Cette méthode ne déconnecte pas de la réalité. Elle augmente la capacité à y faire face. Dans un climat où chaque opinion est instrumentalisée, choisir le silence réfléchi est un acte de résistance intérieure.
Empathie stoïcienne : agir sans s’embourber
Une critique fréquente oppose stoïcisme et sentiment moral. Or, Marc Aurèle insistait sur notre devoir d’humanité : « L’homme est fait pour coopérer, comme les pieds se soutiennent ou les dents s’emboîtent. » Le stoïcien, loin d’être froid, s’exerce à reconnaître ce qui peut être aidé, sans se perdre dans l’agitation.
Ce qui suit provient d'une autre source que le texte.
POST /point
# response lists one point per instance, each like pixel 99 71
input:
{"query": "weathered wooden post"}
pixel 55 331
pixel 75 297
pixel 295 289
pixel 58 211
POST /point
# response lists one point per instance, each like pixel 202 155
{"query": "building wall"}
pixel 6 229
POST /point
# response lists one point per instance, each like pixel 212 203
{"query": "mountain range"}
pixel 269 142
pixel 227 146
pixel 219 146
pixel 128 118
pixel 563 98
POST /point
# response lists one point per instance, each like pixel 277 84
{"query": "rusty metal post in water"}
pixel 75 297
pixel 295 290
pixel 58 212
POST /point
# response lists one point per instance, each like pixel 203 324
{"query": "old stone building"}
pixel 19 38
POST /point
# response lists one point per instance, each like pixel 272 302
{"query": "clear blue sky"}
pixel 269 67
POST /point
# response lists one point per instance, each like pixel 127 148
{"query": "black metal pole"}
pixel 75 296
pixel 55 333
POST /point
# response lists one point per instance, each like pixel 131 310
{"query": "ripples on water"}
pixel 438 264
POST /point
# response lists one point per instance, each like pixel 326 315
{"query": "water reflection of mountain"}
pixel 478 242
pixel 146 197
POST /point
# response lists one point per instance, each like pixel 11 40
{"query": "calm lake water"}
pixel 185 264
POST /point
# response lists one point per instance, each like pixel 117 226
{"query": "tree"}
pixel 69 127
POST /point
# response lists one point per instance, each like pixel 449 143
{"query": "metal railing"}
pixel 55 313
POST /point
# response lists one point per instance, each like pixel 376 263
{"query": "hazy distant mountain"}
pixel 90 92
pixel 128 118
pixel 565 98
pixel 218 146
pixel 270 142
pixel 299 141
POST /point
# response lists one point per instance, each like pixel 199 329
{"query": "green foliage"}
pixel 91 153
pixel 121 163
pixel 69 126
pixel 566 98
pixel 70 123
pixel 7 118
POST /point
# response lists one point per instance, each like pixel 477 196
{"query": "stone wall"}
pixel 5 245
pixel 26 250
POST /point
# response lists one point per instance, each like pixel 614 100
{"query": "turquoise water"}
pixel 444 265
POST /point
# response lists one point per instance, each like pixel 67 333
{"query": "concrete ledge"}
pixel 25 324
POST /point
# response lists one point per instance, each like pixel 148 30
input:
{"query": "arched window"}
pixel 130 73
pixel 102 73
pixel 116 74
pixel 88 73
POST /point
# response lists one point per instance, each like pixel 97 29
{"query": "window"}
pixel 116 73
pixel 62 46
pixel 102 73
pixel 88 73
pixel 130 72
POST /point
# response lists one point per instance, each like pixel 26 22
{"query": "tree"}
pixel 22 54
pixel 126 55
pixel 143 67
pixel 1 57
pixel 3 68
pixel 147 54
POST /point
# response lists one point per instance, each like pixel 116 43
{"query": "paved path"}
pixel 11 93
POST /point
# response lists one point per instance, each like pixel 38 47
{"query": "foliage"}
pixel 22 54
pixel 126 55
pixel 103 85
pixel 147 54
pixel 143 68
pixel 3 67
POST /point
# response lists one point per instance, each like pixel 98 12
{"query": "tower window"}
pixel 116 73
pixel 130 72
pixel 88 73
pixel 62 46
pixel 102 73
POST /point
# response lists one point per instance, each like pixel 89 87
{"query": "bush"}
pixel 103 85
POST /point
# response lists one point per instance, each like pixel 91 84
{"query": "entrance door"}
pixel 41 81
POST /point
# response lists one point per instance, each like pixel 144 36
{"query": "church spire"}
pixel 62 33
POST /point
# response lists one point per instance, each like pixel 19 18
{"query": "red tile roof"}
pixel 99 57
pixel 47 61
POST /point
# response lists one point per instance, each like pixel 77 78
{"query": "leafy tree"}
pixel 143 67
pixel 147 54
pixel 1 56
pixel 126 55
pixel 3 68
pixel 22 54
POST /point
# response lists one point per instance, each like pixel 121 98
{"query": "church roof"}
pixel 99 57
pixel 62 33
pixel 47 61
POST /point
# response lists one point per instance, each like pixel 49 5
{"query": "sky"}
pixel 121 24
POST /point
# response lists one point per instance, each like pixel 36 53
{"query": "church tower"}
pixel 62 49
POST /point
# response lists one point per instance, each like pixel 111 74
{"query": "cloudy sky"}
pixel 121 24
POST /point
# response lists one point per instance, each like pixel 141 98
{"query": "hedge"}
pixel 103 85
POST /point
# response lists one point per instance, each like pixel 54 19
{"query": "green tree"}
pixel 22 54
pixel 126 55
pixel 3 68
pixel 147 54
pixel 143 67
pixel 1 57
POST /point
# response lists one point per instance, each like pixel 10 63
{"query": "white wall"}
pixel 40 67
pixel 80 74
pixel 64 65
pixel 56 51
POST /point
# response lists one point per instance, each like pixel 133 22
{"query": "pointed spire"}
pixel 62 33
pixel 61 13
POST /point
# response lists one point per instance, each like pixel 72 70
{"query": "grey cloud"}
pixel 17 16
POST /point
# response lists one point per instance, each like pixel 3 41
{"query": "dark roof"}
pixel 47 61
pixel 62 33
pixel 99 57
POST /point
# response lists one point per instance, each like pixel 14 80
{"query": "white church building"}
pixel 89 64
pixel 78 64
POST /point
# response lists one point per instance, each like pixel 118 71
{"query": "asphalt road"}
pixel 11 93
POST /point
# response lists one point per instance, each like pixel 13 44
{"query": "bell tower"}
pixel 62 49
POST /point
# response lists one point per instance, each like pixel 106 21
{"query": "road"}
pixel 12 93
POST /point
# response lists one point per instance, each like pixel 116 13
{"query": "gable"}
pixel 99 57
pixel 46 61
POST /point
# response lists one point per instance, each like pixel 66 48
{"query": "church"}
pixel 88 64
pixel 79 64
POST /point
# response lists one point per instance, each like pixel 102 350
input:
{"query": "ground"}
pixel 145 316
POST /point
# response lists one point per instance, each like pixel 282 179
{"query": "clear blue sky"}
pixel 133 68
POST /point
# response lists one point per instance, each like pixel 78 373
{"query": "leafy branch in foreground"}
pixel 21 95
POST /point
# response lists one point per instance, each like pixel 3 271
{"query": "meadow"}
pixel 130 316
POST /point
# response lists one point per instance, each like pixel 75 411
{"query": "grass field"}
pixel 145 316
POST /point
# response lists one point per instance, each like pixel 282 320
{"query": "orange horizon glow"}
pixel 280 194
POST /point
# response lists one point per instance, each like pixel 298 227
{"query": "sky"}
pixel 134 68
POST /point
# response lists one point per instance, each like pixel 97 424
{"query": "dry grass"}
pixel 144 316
Il n’est donc pas nécessaire d’avoir une opinion tranchée sur chaque crise. Il est plus utile de répondre avec cohérence à nos rôles. Un citoyen, un professionnel, un parent, peut agir avec justice dans le cadre de ses responsabilités, sans verser dans le jugement globalisant.
Cette posture favorise des contributions calmes mais puissantes. Elle libère de la pression sociale à penser « comme il faut », pour concentrer les efforts là où ils sont efficaces.
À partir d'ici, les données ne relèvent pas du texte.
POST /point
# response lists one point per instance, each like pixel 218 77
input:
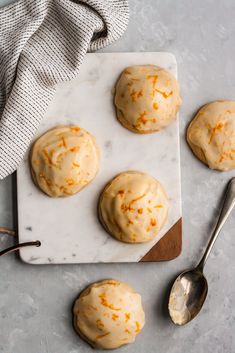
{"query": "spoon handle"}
pixel 228 204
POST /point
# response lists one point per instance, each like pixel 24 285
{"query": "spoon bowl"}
pixel 190 288
pixel 187 296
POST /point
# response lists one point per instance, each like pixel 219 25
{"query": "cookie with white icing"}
pixel 211 135
pixel 64 160
pixel 108 314
pixel 133 207
pixel 147 98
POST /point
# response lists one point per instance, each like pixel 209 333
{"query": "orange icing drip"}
pixel 70 182
pixel 164 94
pixel 153 222
pixel 76 165
pixel 74 149
pixel 115 317
pixel 155 105
pixel 102 336
pixel 64 142
pixel 218 128
pixel 75 129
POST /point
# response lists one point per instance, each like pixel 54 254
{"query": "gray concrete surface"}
pixel 35 302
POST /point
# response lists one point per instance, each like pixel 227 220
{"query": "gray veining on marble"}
pixel 35 302
pixel 76 235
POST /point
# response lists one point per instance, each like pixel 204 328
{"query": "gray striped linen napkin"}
pixel 42 43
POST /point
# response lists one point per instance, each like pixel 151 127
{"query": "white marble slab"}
pixel 68 228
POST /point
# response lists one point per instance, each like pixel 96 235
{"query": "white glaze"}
pixel 68 228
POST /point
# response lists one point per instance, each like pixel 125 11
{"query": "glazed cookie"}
pixel 147 98
pixel 108 314
pixel 211 135
pixel 64 160
pixel 133 207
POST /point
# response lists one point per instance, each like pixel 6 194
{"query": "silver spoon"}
pixel 190 288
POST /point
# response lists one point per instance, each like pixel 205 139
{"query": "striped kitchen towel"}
pixel 42 43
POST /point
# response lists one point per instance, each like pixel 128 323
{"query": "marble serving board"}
pixel 68 228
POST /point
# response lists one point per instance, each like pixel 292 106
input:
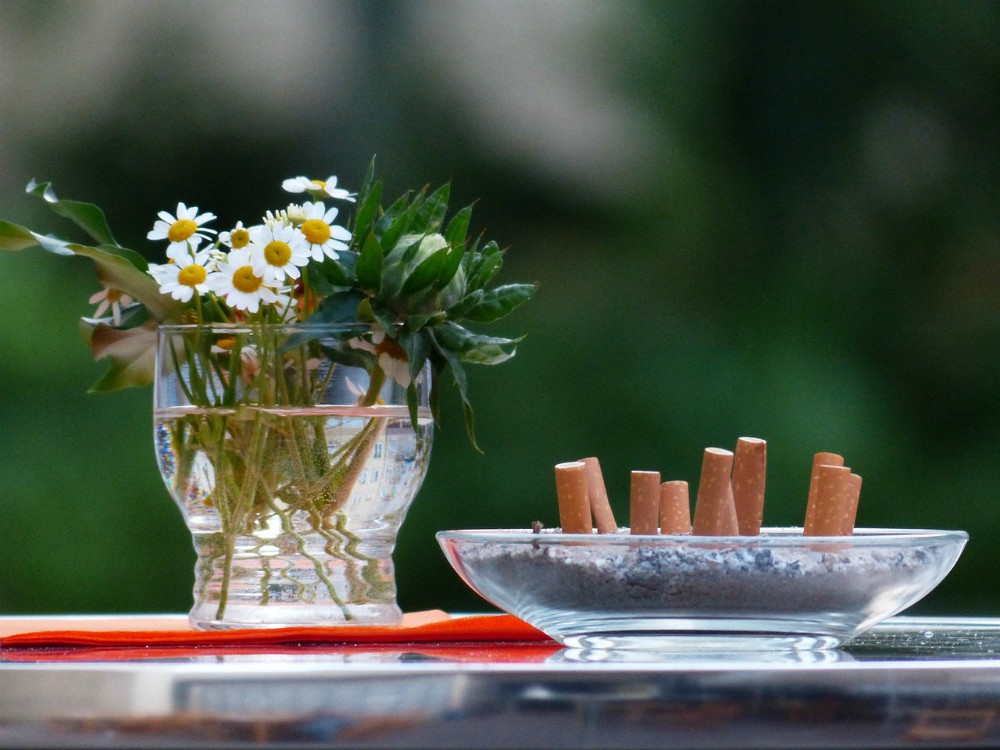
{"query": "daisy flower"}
pixel 237 238
pixel 242 288
pixel 318 188
pixel 276 252
pixel 321 234
pixel 113 298
pixel 181 280
pixel 184 231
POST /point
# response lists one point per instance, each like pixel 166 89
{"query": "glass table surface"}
pixel 911 682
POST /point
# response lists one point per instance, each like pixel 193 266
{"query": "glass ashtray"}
pixel 778 590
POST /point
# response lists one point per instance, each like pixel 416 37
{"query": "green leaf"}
pixel 87 216
pixel 473 347
pixel 450 266
pixel 427 272
pixel 117 267
pixel 430 213
pixel 458 227
pixel 484 266
pixel 369 267
pixel 393 223
pixel 367 209
pixel 14 237
pixel 470 300
pixel 384 316
pixel 132 353
pixel 497 303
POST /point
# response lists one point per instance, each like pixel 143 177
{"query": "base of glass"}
pixel 679 641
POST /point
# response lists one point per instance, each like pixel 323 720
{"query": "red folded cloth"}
pixel 429 627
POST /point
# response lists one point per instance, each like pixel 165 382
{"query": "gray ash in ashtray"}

Résonances contemporaines : entre indignation et autonomie
À l’ère numérique, chaque fait divers est une invitation au commentaire immédiat. Pourtant, la vigilance stoïcienne nous rappelle que l’engagement vertueux n’a rien à voir avec la posture publique. La véritable action commence par le choix de la pensée juste.
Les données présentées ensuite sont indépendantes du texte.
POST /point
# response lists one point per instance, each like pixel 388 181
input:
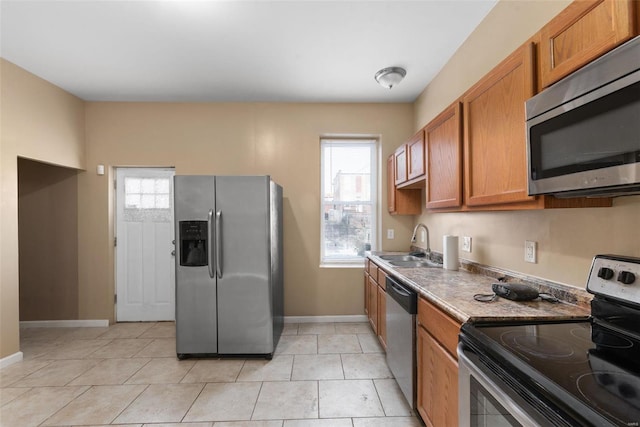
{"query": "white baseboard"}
pixel 10 360
pixel 97 323
pixel 326 319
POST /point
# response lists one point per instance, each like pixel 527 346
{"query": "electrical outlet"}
pixel 466 244
pixel 530 251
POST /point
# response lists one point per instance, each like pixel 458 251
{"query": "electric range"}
pixel 573 373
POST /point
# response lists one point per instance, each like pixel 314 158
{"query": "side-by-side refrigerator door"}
pixel 245 324
pixel 196 317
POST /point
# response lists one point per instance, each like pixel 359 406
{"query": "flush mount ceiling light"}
pixel 389 77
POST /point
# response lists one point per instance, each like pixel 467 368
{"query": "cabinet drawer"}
pixel 382 278
pixel 442 327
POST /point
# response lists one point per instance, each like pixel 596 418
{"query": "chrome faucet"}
pixel 415 232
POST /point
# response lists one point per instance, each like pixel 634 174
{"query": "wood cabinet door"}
pixel 382 317
pixel 494 132
pixel 582 32
pixel 415 150
pixel 391 184
pixel 366 293
pixel 443 158
pixel 437 398
pixel 373 304
pixel 401 201
pixel 401 164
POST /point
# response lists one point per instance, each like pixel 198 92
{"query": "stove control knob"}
pixel 626 277
pixel 605 273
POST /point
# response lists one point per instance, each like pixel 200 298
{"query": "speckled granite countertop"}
pixel 453 291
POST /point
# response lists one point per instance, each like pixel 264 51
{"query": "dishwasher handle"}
pixel 406 297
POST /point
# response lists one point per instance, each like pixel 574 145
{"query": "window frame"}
pixel 374 181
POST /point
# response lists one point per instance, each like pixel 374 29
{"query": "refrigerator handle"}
pixel 209 244
pixel 219 244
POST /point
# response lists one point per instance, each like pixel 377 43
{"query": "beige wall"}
pixel 48 241
pixel 281 140
pixel 567 238
pixel 41 122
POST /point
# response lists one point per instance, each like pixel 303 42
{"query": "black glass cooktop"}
pixel 590 372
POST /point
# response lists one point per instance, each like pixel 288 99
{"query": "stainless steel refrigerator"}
pixel 229 278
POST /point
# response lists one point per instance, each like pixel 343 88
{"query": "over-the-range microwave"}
pixel 583 133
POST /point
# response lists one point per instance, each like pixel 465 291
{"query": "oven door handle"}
pixel 469 368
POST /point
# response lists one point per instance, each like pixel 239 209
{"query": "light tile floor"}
pixel 322 375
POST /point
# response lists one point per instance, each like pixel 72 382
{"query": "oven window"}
pixel 486 411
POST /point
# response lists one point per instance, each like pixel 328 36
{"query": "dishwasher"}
pixel 401 312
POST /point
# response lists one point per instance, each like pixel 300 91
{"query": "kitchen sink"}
pixel 408 263
pixel 400 258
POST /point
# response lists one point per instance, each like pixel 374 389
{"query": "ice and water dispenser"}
pixel 193 243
Face à l’émotion collective, s’astreindre à la maîtrise intérieure peut paraître élitiste ou déconnecté. C’est au contraire un exercice d’humilité. Il permet d’éviter les pièges de la réaction ou de l’aliénation idéologique.
Et surtout, cette approche invite à questionner : mon jugement améliore-t-il réellement ma conduite ? Me rend-il plus sage, plus juste ? Sinon, pourquoi y tenir ?
Du chaos au calme : l’esprit comme ultime refuge
Marc Aurèle concluait : « L’esprit libéré des passions est une forteresse impénétrable – une personne n’a pas de refuge plus sûr pour toujours. »
Dans un monde où tout pousse à réagir, ne pas avoir d’opinion devient un refuge stratégique. Cela ne signifie pas cesser de penser, mais penser avec lenteur, précision… et vertu.
À ceux qui cherchent la paix intérieure tout en restant engagés, cette voie propose une alternative : moins de bruit, plus de clarté. C’est un chemin difficile, mais accessible, que chacun peut emprunter chaque jour.